I fotografi dovrebbero parlare meno di fotografia (sui social)... per il loro bene
I nuovi media permettono di creare una connessione con possibili utenti, clienti, pubblico, ma bisogna capire bene come comunicare, come non commettere errori e come apparire cool ;-)
Proprio oggi ho visto un video di un fotografo professionista che, su una piattaforma di video verticali popolata da quasi un miliardo di persone (quasi 30 milioni solo in Italia), molti tra i quali giovani e giovanissimi, spiegava con piglio professionale e purtroppo un po’ saccente, la “stupidità” dei costruttori di smartphone nel produrre - e di conseguenza degli utenti che poi acquistano questi smartphone - moduli fotografici che arrivano a molte decine se non centinaia di megapixel. Tutto questo, dimostrando (purtroppo no…) di avere piena competenza in ambito della comunicazione visuale usando, nella suddetta piattaforma di video verticali, un video orizzontale, un tono di voce e una lunghezza eccessiva di messaggio che purtroppo avrà portato il target a cui dovrebbe rivolgersi (se si usa una piattaforma fortemente frequentata dai giovani, bisogna ottimizzare il ritmo al quale i giovani sono abituati) a “skippare” il messaggio stesso, e questa azione porta, di fatto, a dire agli algoritmi che quel contenuto non interessa, mandandolo di fatto in periferia dell’ascolto e della visione. Nella pratica, nessuno lo vedrà mai più.
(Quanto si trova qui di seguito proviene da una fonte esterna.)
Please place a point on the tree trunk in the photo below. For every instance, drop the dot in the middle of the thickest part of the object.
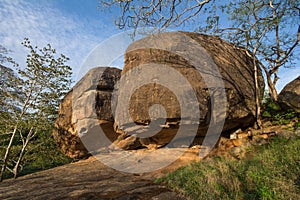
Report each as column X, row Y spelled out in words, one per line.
column 257, row 96
column 16, row 167
column 271, row 87
column 5, row 159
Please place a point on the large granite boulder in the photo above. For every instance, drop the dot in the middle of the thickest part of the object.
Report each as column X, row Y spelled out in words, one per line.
column 158, row 100
column 289, row 97
column 85, row 113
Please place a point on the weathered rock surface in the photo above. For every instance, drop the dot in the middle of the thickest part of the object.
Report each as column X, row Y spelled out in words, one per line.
column 197, row 58
column 289, row 97
column 85, row 113
column 90, row 179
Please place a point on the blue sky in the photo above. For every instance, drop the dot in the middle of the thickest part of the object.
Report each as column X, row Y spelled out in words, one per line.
column 72, row 27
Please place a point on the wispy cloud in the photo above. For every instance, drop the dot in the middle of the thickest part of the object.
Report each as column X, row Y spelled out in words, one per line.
column 43, row 24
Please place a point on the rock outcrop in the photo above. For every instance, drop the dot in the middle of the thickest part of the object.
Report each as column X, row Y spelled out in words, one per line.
column 289, row 97
column 84, row 111
column 197, row 58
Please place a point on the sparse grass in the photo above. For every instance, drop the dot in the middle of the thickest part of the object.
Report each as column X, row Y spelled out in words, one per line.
column 272, row 172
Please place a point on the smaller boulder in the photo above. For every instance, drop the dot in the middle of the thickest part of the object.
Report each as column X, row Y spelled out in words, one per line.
column 289, row 97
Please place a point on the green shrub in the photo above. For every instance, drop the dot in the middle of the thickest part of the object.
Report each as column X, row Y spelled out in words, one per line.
column 272, row 173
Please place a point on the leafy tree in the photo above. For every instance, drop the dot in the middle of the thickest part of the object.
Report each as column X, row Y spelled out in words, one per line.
column 155, row 13
column 269, row 29
column 266, row 29
column 35, row 93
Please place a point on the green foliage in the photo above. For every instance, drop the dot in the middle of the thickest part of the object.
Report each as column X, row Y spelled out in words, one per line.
column 272, row 173
column 31, row 97
column 42, row 153
column 277, row 115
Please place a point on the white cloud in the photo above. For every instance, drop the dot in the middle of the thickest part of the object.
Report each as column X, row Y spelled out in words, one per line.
column 43, row 24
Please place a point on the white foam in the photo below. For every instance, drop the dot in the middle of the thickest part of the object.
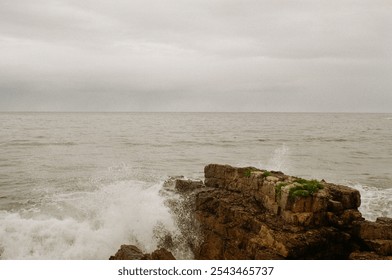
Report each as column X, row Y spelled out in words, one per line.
column 87, row 225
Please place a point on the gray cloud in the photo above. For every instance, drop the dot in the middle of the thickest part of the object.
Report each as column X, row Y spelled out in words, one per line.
column 221, row 55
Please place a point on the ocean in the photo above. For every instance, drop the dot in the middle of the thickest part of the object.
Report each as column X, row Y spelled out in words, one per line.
column 78, row 185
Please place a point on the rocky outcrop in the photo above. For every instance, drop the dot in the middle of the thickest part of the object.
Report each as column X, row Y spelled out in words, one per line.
column 131, row 252
column 247, row 213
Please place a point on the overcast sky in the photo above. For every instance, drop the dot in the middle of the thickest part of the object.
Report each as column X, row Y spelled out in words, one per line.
column 196, row 55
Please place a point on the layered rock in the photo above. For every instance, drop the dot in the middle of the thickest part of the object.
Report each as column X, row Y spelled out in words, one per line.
column 131, row 252
column 247, row 213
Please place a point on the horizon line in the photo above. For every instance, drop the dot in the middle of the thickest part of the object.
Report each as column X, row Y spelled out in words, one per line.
column 208, row 112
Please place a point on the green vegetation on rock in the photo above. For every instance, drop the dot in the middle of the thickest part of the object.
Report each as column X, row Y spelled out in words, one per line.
column 304, row 188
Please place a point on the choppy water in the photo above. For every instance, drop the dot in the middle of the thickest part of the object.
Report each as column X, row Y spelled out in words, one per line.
column 78, row 185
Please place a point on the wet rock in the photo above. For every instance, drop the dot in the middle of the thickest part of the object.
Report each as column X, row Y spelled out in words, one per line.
column 131, row 252
column 128, row 252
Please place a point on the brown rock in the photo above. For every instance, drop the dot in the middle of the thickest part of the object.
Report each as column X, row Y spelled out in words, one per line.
column 162, row 254
column 357, row 255
column 375, row 230
column 128, row 252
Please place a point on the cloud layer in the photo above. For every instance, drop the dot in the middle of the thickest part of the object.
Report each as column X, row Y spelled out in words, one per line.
column 220, row 55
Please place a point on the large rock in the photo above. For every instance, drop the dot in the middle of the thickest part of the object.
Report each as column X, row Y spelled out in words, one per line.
column 247, row 213
column 131, row 252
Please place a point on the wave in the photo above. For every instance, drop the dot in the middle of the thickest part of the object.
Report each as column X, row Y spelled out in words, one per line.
column 375, row 202
column 89, row 225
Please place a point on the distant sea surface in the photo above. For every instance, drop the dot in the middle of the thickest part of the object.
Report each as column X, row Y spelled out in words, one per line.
column 78, row 185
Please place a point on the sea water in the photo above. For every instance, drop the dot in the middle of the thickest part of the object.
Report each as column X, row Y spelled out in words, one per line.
column 78, row 185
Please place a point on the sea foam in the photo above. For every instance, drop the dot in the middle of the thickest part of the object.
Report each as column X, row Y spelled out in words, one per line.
column 87, row 225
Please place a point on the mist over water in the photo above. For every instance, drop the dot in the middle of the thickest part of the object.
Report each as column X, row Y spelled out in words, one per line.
column 78, row 185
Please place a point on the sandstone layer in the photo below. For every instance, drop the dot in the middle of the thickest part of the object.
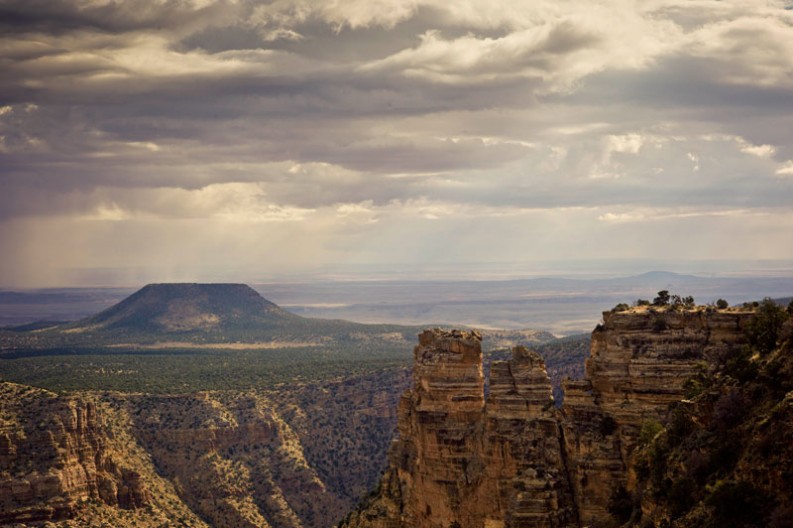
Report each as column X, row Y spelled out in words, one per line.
column 512, row 459
column 300, row 456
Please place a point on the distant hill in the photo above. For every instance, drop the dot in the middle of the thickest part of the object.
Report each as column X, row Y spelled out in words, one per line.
column 188, row 308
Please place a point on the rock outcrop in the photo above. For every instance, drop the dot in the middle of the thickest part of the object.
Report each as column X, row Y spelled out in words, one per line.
column 49, row 466
column 464, row 461
column 512, row 459
column 297, row 457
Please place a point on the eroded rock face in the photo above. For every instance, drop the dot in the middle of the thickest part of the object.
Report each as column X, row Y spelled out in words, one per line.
column 465, row 462
column 50, row 465
column 513, row 459
column 639, row 361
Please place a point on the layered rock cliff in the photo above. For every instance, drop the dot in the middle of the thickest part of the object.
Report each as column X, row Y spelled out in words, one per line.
column 512, row 459
column 465, row 461
column 296, row 457
column 52, row 465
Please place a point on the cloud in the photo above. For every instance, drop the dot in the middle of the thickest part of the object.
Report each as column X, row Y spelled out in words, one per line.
column 359, row 127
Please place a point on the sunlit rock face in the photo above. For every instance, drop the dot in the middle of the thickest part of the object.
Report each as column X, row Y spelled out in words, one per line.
column 514, row 460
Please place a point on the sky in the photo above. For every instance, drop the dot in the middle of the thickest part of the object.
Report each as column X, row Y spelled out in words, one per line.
column 159, row 140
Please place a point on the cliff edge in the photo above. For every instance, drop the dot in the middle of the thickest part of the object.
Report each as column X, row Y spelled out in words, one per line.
column 511, row 459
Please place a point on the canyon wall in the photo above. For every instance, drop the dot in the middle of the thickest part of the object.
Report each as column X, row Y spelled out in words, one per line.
column 296, row 457
column 512, row 459
column 51, row 465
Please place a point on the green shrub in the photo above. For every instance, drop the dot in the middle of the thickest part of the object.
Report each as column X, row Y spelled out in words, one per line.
column 738, row 504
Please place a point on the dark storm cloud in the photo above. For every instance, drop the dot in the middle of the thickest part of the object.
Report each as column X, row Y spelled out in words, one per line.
column 355, row 120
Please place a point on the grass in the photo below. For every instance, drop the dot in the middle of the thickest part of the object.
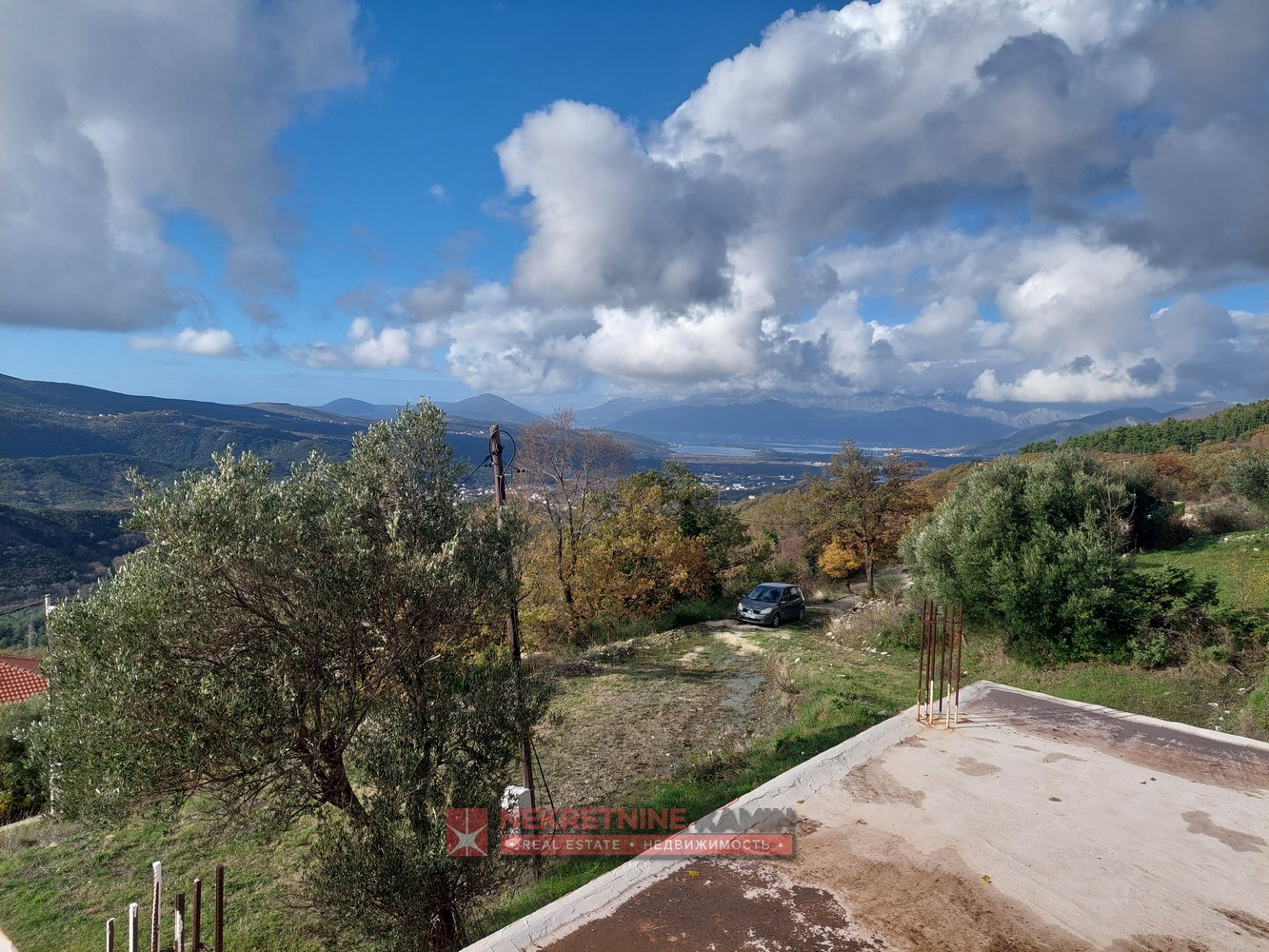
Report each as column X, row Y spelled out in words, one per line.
column 60, row 883
column 648, row 722
column 1239, row 563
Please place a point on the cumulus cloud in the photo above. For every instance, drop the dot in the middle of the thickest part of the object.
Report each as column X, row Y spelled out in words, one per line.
column 114, row 116
column 1006, row 200
column 367, row 346
column 210, row 342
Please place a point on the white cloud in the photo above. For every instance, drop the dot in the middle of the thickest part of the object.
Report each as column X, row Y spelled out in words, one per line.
column 1008, row 188
column 210, row 342
column 114, row 114
column 367, row 347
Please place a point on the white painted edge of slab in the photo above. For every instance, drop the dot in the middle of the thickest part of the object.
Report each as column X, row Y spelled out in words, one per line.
column 1235, row 739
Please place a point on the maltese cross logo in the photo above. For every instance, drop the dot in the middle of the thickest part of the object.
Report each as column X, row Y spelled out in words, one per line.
column 466, row 832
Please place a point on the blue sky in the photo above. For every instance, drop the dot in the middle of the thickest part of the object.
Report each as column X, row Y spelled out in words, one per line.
column 563, row 202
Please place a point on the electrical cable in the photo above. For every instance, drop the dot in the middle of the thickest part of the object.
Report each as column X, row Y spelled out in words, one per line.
column 481, row 465
column 22, row 608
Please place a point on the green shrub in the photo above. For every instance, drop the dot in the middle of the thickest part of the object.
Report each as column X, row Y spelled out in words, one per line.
column 1032, row 548
column 23, row 777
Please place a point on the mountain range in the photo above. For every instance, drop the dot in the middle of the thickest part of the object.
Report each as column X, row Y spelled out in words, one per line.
column 66, row 449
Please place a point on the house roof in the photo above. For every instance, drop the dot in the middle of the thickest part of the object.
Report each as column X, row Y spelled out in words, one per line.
column 30, row 664
column 1037, row 824
column 18, row 682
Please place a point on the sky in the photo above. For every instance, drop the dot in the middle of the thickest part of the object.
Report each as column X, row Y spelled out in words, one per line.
column 1001, row 201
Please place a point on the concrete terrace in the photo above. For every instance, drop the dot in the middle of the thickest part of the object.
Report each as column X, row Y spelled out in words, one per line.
column 1039, row 824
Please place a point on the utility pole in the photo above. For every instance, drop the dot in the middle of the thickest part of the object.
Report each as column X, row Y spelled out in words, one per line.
column 513, row 630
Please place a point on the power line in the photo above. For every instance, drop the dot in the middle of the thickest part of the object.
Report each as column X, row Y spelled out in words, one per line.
column 22, row 608
column 480, row 466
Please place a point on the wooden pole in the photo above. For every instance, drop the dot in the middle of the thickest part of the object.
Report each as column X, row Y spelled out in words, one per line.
column 513, row 628
column 197, row 939
column 218, row 923
column 155, row 897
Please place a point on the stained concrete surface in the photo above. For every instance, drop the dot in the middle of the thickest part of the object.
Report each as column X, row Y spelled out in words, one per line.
column 1037, row 824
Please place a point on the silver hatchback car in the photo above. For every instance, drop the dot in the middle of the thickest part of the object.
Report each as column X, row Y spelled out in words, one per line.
column 772, row 604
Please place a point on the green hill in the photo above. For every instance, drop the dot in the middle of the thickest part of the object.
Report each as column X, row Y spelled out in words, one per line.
column 1222, row 426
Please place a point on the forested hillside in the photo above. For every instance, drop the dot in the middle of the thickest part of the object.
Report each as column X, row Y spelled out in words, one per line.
column 1222, row 426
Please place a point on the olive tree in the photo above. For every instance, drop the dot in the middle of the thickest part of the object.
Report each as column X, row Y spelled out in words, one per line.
column 1249, row 478
column 325, row 644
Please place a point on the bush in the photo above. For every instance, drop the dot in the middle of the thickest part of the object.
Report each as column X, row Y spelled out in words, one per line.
column 23, row 779
column 1033, row 548
column 1221, row 516
column 1181, row 621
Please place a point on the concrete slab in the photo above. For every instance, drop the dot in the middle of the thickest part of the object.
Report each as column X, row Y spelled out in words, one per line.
column 1039, row 824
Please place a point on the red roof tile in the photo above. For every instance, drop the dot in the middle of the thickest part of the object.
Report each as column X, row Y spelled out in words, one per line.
column 30, row 664
column 18, row 684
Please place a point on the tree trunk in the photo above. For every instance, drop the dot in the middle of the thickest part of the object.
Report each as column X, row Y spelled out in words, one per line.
column 446, row 928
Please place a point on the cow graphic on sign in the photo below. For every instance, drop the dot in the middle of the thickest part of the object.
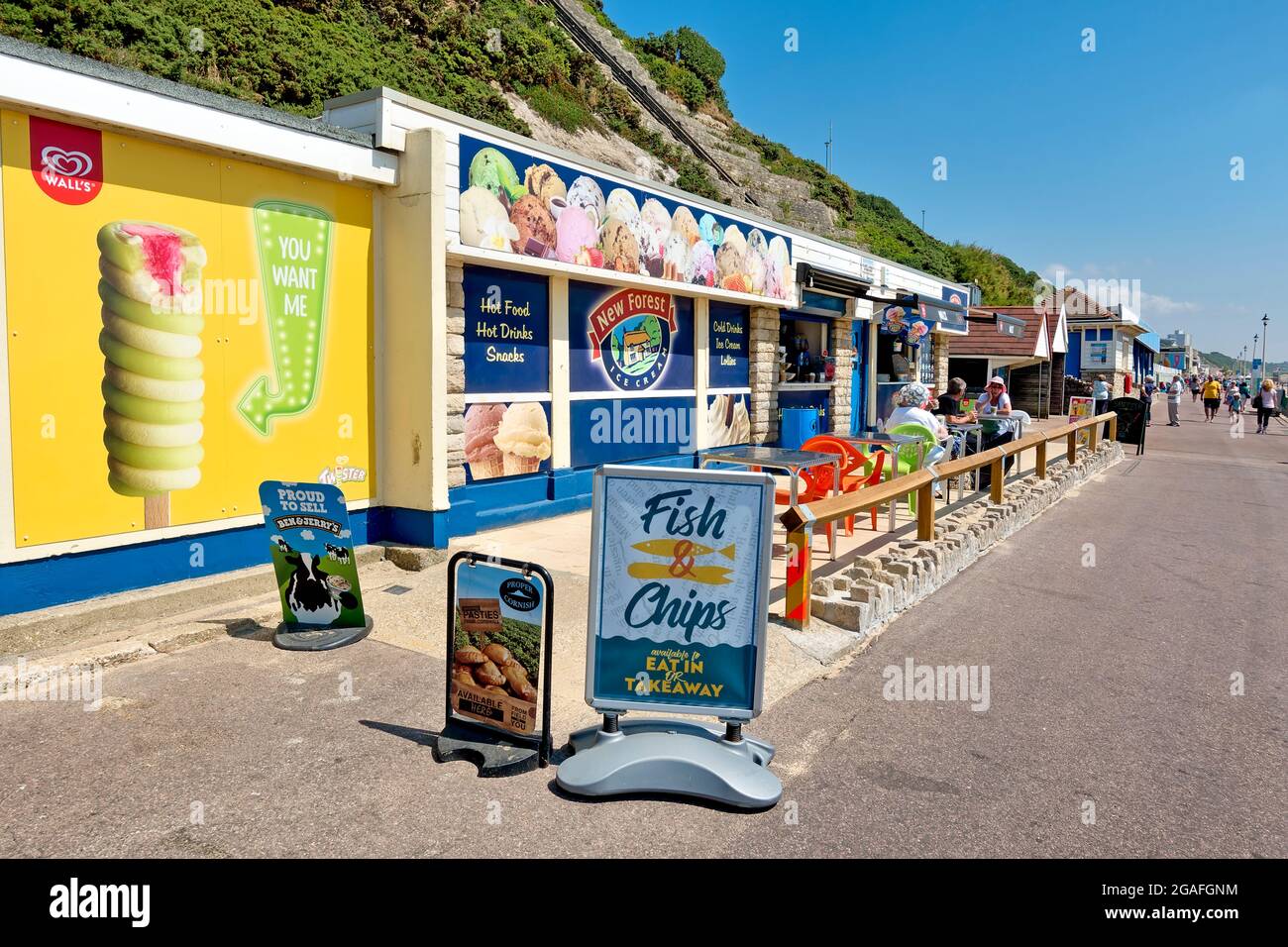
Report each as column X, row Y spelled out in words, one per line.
column 630, row 335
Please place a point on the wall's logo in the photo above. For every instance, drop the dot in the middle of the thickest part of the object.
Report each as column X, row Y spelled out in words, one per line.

Oltre a questo, che appare un tecnicismo ma che non lo è, se ci si pone come “professionisti dell’immagine”, non si può sbagliare il modo di comunicare con l’immagine, e se si vuole parlare ad un pubblico e si vuole cambiare “le regole del gioco”, bisogna sapere quali armi usare per contrastare il fatto che si stia seguendo “una strada opposta”. Si vuole usare un video orizzontale in una piattaforma di video verticali? Bene, con quale forza, a parte quella di “voler apparire” boomer? Vogliamo usare minuti di video invece che pochi secondi? Bene, ottimo, per di più possiamo confermarvi che la tendenza premiante su TikTok porta verso video più lunghi (dove “lungo” è un parametro da contestualizzare, parliamo di 1.30 invece che 30 secondi, per capirci...), al tempo stesso cosa facciamo per guadagnare in ritmo per tenere incollate le persone per più tempo al video stesso? Tagli? Effetti, tono di voce, cambio repentino di inquadrature, originalità, suono... Se no lungo è solo (agli occhi del pubblico, non in assoluto) noioso.
In più, bisogna capire che parlare di cose che “pensiamo di sapere” non sempre ci porta a dire cose giuste. Il tema, vetusto, dell’inutilità della risoluzione eccessiva dei sensori, a fronte delle dimensioni microscopiche dei sensori stessi degli smartphone, non può essere analizzato solo in modo “vecchio”, perché i sensori e la fotografia digitale sono cambiati molto, dalla loro nascita negli anni ’70 (già, parliamo del 1973) e specialmente negli ultimi 10 anni quando la spinta della fotografia digitale è stata legata indissolubilmente a quella della crescita del mercato degli smartphone stessi.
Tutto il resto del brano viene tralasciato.